You may be sorry you asked.
Let's say that Abdul the Terrorist takes 250 anthraxed envelopes and drops them into the mailbox.
They get picked up and dropped into a large sack. The sack gets emptied onto a table at the post office.
Fred the Postal Worker then picks each one up, and drops it into the sorting machine.
Each envelope has two things in common: 1) they all go down different routes, to different addresses, handled once by each postal worker along the way, and 2) they each are handled by Fred the Postal Worker.
Fred the Postal Worker receives 250 times the exposure of any other person involved in handling the envelopes. (I did not include the carrier who removed them from the mailbox, because he handled them as a unit, rather than shuffling individual envelopes around.)

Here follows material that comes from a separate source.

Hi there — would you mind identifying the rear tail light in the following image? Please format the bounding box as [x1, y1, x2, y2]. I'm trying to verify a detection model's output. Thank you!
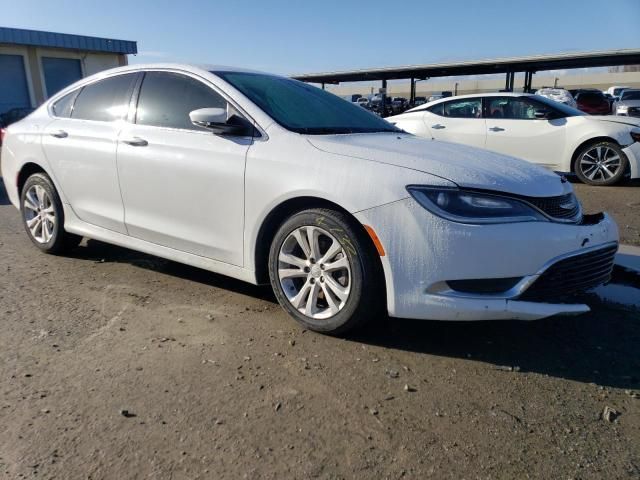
[0, 128, 5, 143]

Obviously this is A) conjecture, and B) rather simplified from whatever actual procedures are involved. I haven't been a postal worker for over 30 years. But I do believe that there are likely a few people in the handling chain who receive a much greater exposure -- by virtue of handling more than one envelope involved in a mass mailing.
The implication, of course, is that if this scenario is correct, there will be a lot of recipients of tainted envelopes.
As Drudge says, developing...
Hmmm, could be you are brilliant.
Seems to me the sh!t is about to hit the fan. Why? Because the nano-second that Daschle's office got the letter, the entire US Capitol work force got on Cipro. Questions being asked include:"Would it not be logical to trace back immediately the route this letter had taken, which would have resulted in the Brentwood postal workers getting treatment?" and "Isn't this negligence?"
I wonder if this would have been intentional. I can see how the post office would be where inhalational anthrax would be most likely because of the way the letters are dumped out and sorted.